Die IPAH ist im Gegensatz zur CTEPH (sofern operabel) bis dato keine heilbare Erkrankung. So ist es das Ziel jeder ärztlichen Therapie zumindest die Krankheit zu kontrollieren, also die Patienten sind auf einem guten klinischen Niveau zu stabilisieren. Dabei hilft die Einteilung in Schweregrade, die an der NYHA-Klassifikation bei Herzschwäche angelehnt sind und in vier sogenannten WHO-Funktionsklassen aufgeteilt werden. Hierbei ist die WHO-Funktionsklasse I oder II u. a. dadurch gekennzeichnet, dass noch keine oder nur geringe Symptome auftreten und ein rasches Fortschreiten der Krankheit im Kontrollzeitraum nicht auftritt. Unter einer anfänglichen Kombinationstherapie mit zwei bis drei verschiedenen Medikamenten ließ sich dieses Therapieziel in einer Studie bei bis zu 40 Prozent der Patienten erreichen.
Die Wahl der Medikamente hängt unter anderem vom Schweregrad der Erkrankung unter Berücksichtigung der WHO-Funktionsklasse ab.
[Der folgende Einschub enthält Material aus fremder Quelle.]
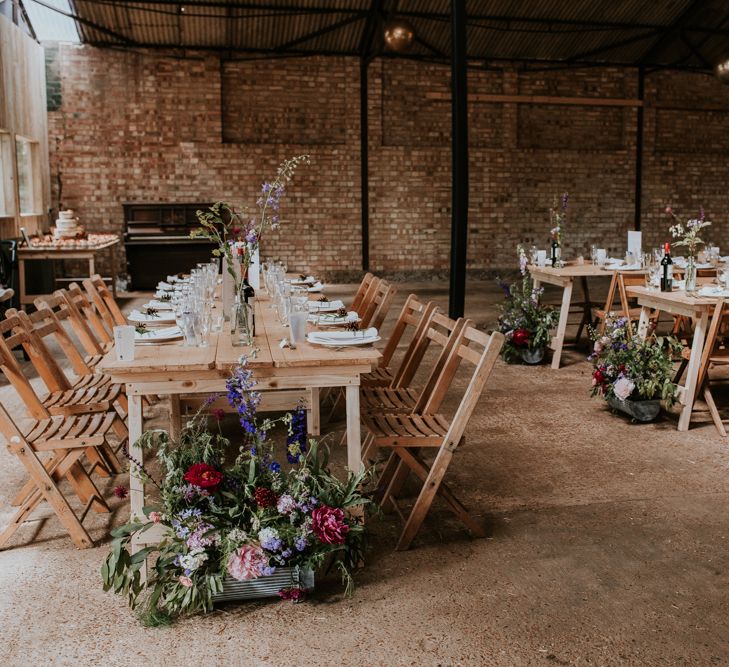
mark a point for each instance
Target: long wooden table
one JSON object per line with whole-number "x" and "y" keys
{"x": 679, "y": 303}
{"x": 176, "y": 370}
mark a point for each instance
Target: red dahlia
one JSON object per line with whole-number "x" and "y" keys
{"x": 265, "y": 497}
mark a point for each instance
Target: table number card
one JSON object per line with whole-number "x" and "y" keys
{"x": 635, "y": 243}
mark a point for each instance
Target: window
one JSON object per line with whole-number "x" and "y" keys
{"x": 7, "y": 191}
{"x": 29, "y": 185}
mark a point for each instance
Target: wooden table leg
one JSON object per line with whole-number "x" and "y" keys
{"x": 136, "y": 485}
{"x": 175, "y": 418}
{"x": 692, "y": 371}
{"x": 354, "y": 444}
{"x": 643, "y": 322}
{"x": 564, "y": 313}
{"x": 21, "y": 283}
{"x": 314, "y": 411}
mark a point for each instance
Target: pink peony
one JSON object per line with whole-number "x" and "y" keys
{"x": 328, "y": 524}
{"x": 248, "y": 562}
{"x": 623, "y": 388}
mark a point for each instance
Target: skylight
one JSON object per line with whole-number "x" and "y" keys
{"x": 51, "y": 25}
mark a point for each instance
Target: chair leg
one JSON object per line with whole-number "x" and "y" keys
{"x": 709, "y": 398}
{"x": 432, "y": 485}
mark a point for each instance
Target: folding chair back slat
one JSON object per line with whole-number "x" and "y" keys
{"x": 79, "y": 299}
{"x": 102, "y": 298}
{"x": 44, "y": 477}
{"x": 380, "y": 306}
{"x": 411, "y": 315}
{"x": 11, "y": 368}
{"x": 45, "y": 324}
{"x": 409, "y": 436}
{"x": 481, "y": 350}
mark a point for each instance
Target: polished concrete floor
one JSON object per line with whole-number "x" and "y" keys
{"x": 608, "y": 545}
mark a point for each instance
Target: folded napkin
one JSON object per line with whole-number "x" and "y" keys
{"x": 162, "y": 316}
{"x": 341, "y": 336}
{"x": 326, "y": 306}
{"x": 713, "y": 291}
{"x": 158, "y": 305}
{"x": 329, "y": 319}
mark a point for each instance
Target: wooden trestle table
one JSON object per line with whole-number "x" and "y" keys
{"x": 679, "y": 303}
{"x": 174, "y": 370}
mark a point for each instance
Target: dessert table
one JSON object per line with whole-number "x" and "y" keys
{"x": 679, "y": 303}
{"x": 173, "y": 369}
{"x": 60, "y": 251}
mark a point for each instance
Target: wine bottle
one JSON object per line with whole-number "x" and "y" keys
{"x": 555, "y": 252}
{"x": 667, "y": 264}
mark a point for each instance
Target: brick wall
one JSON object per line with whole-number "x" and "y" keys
{"x": 134, "y": 126}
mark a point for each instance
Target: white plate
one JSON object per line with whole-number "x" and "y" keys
{"x": 308, "y": 280}
{"x": 162, "y": 317}
{"x": 158, "y": 305}
{"x": 325, "y": 306}
{"x": 158, "y": 335}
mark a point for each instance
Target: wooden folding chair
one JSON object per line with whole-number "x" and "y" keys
{"x": 67, "y": 309}
{"x": 104, "y": 301}
{"x": 62, "y": 399}
{"x": 410, "y": 436}
{"x": 414, "y": 314}
{"x": 362, "y": 290}
{"x": 377, "y": 304}
{"x": 66, "y": 440}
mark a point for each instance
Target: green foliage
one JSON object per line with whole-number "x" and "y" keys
{"x": 525, "y": 323}
{"x": 627, "y": 366}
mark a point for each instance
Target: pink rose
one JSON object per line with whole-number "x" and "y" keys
{"x": 328, "y": 524}
{"x": 248, "y": 562}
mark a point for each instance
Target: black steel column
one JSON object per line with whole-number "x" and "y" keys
{"x": 459, "y": 139}
{"x": 639, "y": 149}
{"x": 364, "y": 161}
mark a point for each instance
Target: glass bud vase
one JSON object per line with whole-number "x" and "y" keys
{"x": 690, "y": 276}
{"x": 241, "y": 323}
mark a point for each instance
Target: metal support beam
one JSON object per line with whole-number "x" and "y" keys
{"x": 459, "y": 138}
{"x": 639, "y": 150}
{"x": 364, "y": 160}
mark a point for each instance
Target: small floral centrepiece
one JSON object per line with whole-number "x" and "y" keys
{"x": 525, "y": 323}
{"x": 629, "y": 367}
{"x": 237, "y": 237}
{"x": 688, "y": 233}
{"x": 236, "y": 512}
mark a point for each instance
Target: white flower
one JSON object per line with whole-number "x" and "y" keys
{"x": 237, "y": 535}
{"x": 193, "y": 560}
{"x": 623, "y": 387}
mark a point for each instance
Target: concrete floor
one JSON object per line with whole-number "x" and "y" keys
{"x": 609, "y": 545}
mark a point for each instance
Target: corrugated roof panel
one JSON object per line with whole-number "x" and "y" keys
{"x": 555, "y": 30}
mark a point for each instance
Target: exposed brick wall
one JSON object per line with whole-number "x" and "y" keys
{"x": 149, "y": 127}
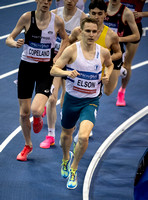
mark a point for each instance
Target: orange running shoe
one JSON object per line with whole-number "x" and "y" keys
{"x": 22, "y": 156}
{"x": 37, "y": 124}
{"x": 49, "y": 141}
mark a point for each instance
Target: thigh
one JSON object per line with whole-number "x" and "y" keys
{"x": 89, "y": 113}
{"x": 43, "y": 79}
{"x": 85, "y": 128}
{"x": 70, "y": 112}
{"x": 26, "y": 80}
{"x": 39, "y": 103}
{"x": 25, "y": 106}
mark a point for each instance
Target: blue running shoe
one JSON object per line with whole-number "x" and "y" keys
{"x": 74, "y": 146}
{"x": 66, "y": 166}
{"x": 72, "y": 180}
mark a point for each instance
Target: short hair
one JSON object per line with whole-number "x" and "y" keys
{"x": 100, "y": 4}
{"x": 88, "y": 20}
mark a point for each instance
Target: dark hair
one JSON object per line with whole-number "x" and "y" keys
{"x": 88, "y": 20}
{"x": 100, "y": 4}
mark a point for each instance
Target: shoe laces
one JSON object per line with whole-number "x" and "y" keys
{"x": 72, "y": 174}
{"x": 65, "y": 164}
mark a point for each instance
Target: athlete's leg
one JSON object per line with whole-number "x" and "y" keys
{"x": 25, "y": 105}
{"x": 82, "y": 144}
{"x": 38, "y": 104}
{"x": 52, "y": 114}
{"x": 63, "y": 93}
{"x": 66, "y": 140}
{"x": 51, "y": 104}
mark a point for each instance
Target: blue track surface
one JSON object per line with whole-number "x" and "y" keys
{"x": 39, "y": 178}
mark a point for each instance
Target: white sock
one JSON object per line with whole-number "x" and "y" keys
{"x": 51, "y": 132}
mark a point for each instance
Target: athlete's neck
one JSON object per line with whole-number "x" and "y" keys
{"x": 69, "y": 13}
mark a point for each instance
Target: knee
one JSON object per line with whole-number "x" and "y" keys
{"x": 52, "y": 101}
{"x": 24, "y": 116}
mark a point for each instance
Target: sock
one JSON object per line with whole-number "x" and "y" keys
{"x": 122, "y": 90}
{"x": 51, "y": 132}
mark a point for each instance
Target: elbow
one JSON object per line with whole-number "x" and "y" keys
{"x": 52, "y": 72}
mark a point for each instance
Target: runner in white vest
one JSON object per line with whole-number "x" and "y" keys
{"x": 71, "y": 16}
{"x": 80, "y": 4}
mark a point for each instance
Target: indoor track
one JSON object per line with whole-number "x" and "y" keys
{"x": 39, "y": 178}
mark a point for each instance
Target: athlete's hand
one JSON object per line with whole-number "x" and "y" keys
{"x": 105, "y": 79}
{"x": 19, "y": 43}
{"x": 73, "y": 73}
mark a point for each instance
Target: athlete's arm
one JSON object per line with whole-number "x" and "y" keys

Die aktuelle Leitlinie empfiehlt hierbei eine Einstufung des Sterblichkeitsrisikos in Ampelform als niedriges (grün), mittleres (gelb) und hohes (rot) Risiko, basierend auf der erwarteten EinjahresSterblichkeit. Patienten mit neu diagnostizierter IPAH und niedrigem beziehungsweise mittlerem Risiko in den WHO-Funktionsklassen I und II erhalten derzeit zunächst eine zweifache Kombinationstherapie mit einem Endothelin-Rezeptor-Antagonisten (ERA), wie Ambrisentan, der den pulmonalen und den systemischen Gefäßwiderstand verringert. Dazu kommt ein Phosphodiesterase-5(PDE5)-Inhibitor in Form von Sildenafil oder Tadalafil („Viagra“) beziehungsweise dem löslichen Guanylatcyclase (sGC)-Stimulator Riociguat, der sich als Enzym an Stickstoffmonoxid bindet und damit auch die Blutgefäße der Lunge erweitert. Für Hochrisikopatienten in den WHO-Funktionsklassen III und IV wird eine initiale dreifache Kombinationstherapie, bestehend aus ERA, PDE5-Inhibitor beziehungsweise sGC-Stimulator und einem intravenös verabreichten Prostazyklin-Analogon empfohlen, wie Treprostinil oder Iloprost, die gefäßerweiternd wirken sowie Selexipag, das zusätzlich die Vermehrung des Gewebes hemmt. Auch Remodulin kommt über eine Pumpe zum Einsatz. Bei den wenigen Vasorespondern, die auf Kalziumkanalblocker ansprechen, reicht die Gabe eines solchen in hohen Dosen i.d.R. aus.
Verlaufskontrollen nach Therapieeinleitung sind anfangs nach vier bis zwölf Wochen angezeigt und im weiteren Verlauf meist in drei- bis sechsmonatigen Intervallen. Ein invasiver Rechtsherzaktether ist hierbei nicht jedesmal erforderlich. Das weitere therapeutische Vorgehen hängt vom individuellen Therapieansprechen ab. Wenn Patienten das Erreichen oder Verbleiben in dem grünen Ampelbereich mit niedrigem Risiko als Therapieziel nicht erreichen, wird die Medikation entweder erweitert oder eines der Medikamente ausgewechselt.